Glaucoma: the “silent thief of sight”
Get tested regularly to detect the second leading cause of blindness in the world
Glaucoma is the second leading cause of blindness in the world and in South Africa, yet it often goes undetected and untreated.
According to Dr Clive Novis, an ophthalmic surgeon at Netcare Optiklin Eye Hospital in Benoni, if not diagnosed and treated timeously, glaucoma can progress to the loss of central vision and blindness.
“Glaucoma causes gradual vision loss and is known as the ‘silent thief of sight’ because it is often only when the disease is at an advanced stage that vision loss occurs, and by then there could be permanent damage. For this reason, regular testing for glaucoma is important,” notes Dr Novis.
“Glaucoma is an eye disease that damages your optic nerve. In the early stages people do not realise that they have glaucoma because the disease may not present with specific symptoms,” he cautions.
The condition is usually seen in patients over the age of 40 and Dr Novis says the general rule is: the older the patient, the higher the incidence of glaucoma.
“Glaucoma is common in South Africa and is one of the leading causes of blindness, particularly among people of African descent. The condition is characterised by a specific pattern of progressive damage to the optic nerve, which generally begins with a subtle loss of the peripheral vision.”

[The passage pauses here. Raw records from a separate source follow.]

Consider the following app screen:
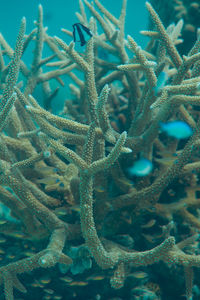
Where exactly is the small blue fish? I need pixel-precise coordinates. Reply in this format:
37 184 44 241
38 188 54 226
72 23 92 46
160 121 193 139
128 158 153 177
153 71 169 95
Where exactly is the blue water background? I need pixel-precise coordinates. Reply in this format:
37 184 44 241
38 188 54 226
0 0 148 112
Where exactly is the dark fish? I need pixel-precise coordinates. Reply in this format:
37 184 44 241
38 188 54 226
72 23 92 46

“The eye has internal pressure created by the production of aqueous humour, a clear fluid that circulates through the eye and exits through the anterior chamber angle. The fluid drains into the blood stream. However, with glaucoma the aqueous humour outflow is obstructed causing an increased eye pressure that eventually damages the optic nerve. When the eye pressure rises quickly, those impacted by the condition may experience symptoms such as blurred vision, nausea and severe headaches or eye pain,” explains Dr Novis.
Testing for glaucoma
The first line of tests for glaucoma take place during a visit to the optometrist when a machine is used to send a puff of air into the eye to determine the intraocular, or eye, pressure.

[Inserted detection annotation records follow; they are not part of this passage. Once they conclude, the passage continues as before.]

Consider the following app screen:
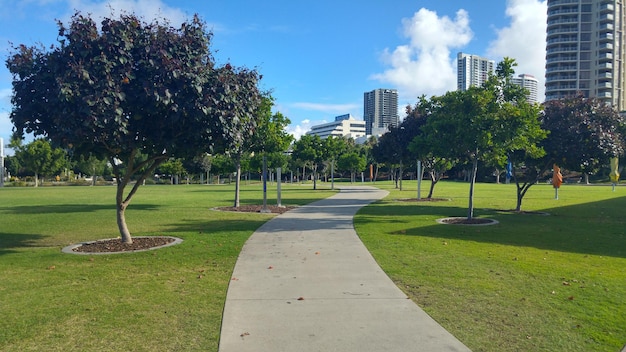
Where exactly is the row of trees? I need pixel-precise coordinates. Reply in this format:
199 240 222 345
6 13 289 243
6 13 624 242
373 58 626 218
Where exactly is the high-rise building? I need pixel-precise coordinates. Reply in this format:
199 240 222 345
511 73 539 103
456 53 495 90
363 89 400 135
546 0 626 111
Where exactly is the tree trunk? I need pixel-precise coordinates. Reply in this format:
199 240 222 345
117 203 133 244
398 162 404 190
426 172 437 199
115 182 133 243
234 156 241 208
467 158 478 220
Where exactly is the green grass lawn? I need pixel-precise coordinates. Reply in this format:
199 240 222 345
0 185 334 351
0 181 626 351
355 181 626 352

Should the optometrist find an irregularity, a referral will be made to an ophthalmologist, a medical doctor who has furthered their studies to specialise in eye and vision care.
During the consultation with the ophthalmologist, tests for optic nerve damage, cornea thickness and loss of peripheral vision, as well as other indicators will be performed.

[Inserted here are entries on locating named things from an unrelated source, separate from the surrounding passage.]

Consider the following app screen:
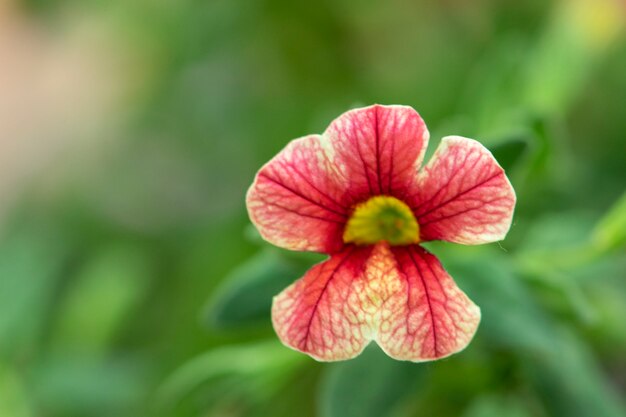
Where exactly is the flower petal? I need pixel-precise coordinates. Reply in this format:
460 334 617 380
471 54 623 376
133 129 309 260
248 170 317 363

How often should your eyes be tested?
- Every two to four years if you are younger than 40.
- Every one to three years from 40 to 54.
- Every one to two years from 55 to 64.
- Every six to 12 months after the age of 65.
Who could potentially be at risk?
“People need to take the necessary steps to protect their vision, even if you have normal eyesight. Risk factors to look out for include a family history of glaucoma or eye disease, diabetes, migraine or significant eye trauma,” says Dr Novis.
He adds that persons with the following risk factors should go for glaucoma tests annually after the age of 35:
- A family history of the condition.
- High internal eye pressure.
- Near sightedness.
- Diagnosed with medical conditions such as diabetes, heart disease, high blood pressure and sickle cell anemia.
- Earlier eye injuries or certain types of eye surgery.
- Early oestrogen deficiency.
- Persons using corticosteroid medications, especially eyedrops, for a prolonged period of time.
“Glaucoma is a disease that is not preventable and anyone can potentially develop it. There are occasions where young adults or children develop the condition and there have even been cases where babies are born with it,” says Dr Novis.
However, the good news is that the majority of glaucoma cases can be successfully managed and controlled with eye drops or laser treatment. Surgery is generally the last resort in patients with severe glaucoma. According to Dr Novis treatment depends on the type of glaucoma present but generally aims to decrease intraocular pressure and prevent damage to the optic nerve.
- Eye drops are the first line of treatment. Often eye drops are combined with medication to reduce the intraocular pressure. Medicine works by either reducing the rate at which fluid is produced or it increases the outflow of fluid from the eye.
- Laser treatment is used to open the drainage angle and to reduce intraocular pressure.
- Surgery is used to create a new passage for fluid drainage and is often reserved for cases that cannot be treated with medicine.